Alicia también se exhibe.
¿Provocativamente?
Desde luego: toda promoción comercial es esencialmente impúdica. Y si las mercancías son justamente las partes pudendae, con más razón.
Pero la oferta de Alicia sólo provoca cuando monta en bicicleta. A pie, se ve imponente, bella, pero nunca impúdica ni grotesca. Porque se vale de un estilo suyo, original, que ella misma ha diseñado con ayuda de su mamá.
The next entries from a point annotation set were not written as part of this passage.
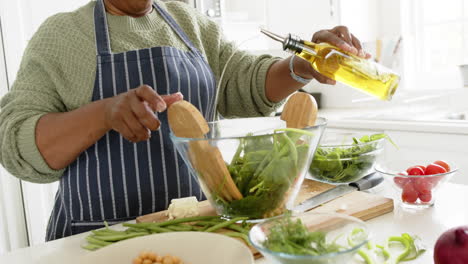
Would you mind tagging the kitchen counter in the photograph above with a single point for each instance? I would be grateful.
(427, 224)
(395, 120)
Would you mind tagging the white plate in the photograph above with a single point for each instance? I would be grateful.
(191, 247)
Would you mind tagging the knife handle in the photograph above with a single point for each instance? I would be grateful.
(368, 182)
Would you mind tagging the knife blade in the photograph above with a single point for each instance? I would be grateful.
(368, 182)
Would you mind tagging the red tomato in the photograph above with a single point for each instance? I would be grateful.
(434, 169)
(409, 194)
(422, 185)
(401, 181)
(435, 180)
(443, 164)
(416, 170)
(426, 197)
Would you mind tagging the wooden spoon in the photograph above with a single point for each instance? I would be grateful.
(300, 111)
(186, 121)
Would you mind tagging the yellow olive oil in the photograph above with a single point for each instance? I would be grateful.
(365, 75)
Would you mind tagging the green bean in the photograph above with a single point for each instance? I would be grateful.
(113, 238)
(237, 228)
(180, 228)
(224, 224)
(158, 229)
(91, 247)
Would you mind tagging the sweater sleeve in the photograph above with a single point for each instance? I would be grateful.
(241, 90)
(32, 95)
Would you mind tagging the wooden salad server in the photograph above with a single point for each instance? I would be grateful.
(187, 122)
(300, 111)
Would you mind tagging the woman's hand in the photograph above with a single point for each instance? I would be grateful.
(132, 114)
(338, 36)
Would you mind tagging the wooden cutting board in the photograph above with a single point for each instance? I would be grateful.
(358, 204)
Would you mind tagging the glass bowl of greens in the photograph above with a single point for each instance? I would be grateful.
(309, 238)
(343, 158)
(251, 167)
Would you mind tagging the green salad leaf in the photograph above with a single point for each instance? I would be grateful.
(347, 164)
(292, 237)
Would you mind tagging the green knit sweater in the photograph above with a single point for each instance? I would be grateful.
(57, 74)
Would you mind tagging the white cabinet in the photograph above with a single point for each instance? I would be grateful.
(242, 19)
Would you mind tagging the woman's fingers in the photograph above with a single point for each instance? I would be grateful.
(334, 39)
(124, 130)
(132, 114)
(131, 120)
(155, 101)
(144, 113)
(343, 33)
(322, 78)
(172, 98)
(358, 45)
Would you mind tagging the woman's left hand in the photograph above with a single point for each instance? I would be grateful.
(338, 36)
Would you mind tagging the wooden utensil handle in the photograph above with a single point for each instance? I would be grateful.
(300, 111)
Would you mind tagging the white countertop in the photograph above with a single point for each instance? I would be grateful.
(449, 211)
(396, 120)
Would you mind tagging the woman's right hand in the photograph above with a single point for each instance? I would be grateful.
(132, 114)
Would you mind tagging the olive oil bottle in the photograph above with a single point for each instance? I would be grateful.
(365, 75)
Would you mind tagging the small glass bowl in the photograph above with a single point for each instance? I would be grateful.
(332, 166)
(338, 228)
(414, 191)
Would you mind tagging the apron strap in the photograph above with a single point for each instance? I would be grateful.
(102, 30)
(175, 26)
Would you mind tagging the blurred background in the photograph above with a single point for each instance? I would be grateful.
(425, 41)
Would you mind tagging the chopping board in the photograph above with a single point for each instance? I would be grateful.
(362, 205)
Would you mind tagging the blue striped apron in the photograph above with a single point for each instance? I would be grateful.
(116, 180)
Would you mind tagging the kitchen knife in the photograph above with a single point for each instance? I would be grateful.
(368, 182)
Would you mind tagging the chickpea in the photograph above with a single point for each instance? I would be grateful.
(167, 260)
(143, 255)
(147, 261)
(175, 260)
(152, 256)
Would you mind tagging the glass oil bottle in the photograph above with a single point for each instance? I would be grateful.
(328, 60)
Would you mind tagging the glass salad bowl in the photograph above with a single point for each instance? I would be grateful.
(419, 189)
(264, 164)
(343, 158)
(309, 238)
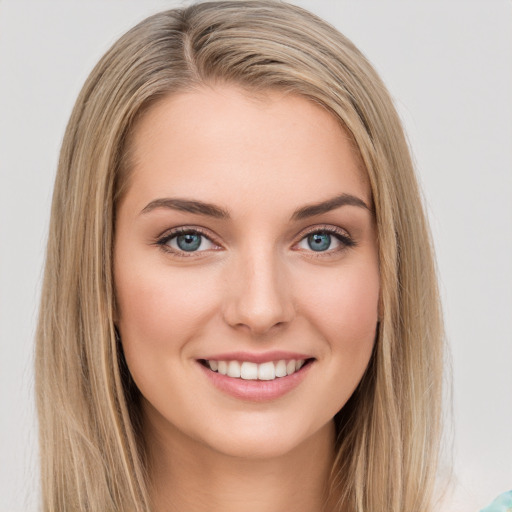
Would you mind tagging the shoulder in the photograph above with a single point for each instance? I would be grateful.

Cuando sale a la caza de extranjeros, Alicia viste unos shorts blancos, levemente holgados, a media pierna. Prenda de tenista; prenda decente que le permite ostentar sus inquietos tobillos y los ruborosos hoyuelos de sus corvas, sin pasar por jinetera.
Desde luego, la miran mucho. Imposible verla venir de frente sin volverse a comprobar su retaguardia. Glúteos de crema sobre la copa de unas pantorrillas esbeltas que inspiran piropos sórdidos, de ay mamita si yo te cojo…
Hay quienes la suponen turista. Cuando Su Sexualidad se apea en las calles de La Habana, anima a algunos, entristece a muchos que se saben condenados a pasar por la vida sin probar jamás una hembra semejante; excita a todos; pero no se ve obscena. Luce deportiva y elegante. Ella no se ha prostituido en pos de dólares rápidos como el viento, sino para atrapar a un extranjero rico que la haga su mujer o querida, con dólares serios, residenciados en un banco, preferentemente en Suiza.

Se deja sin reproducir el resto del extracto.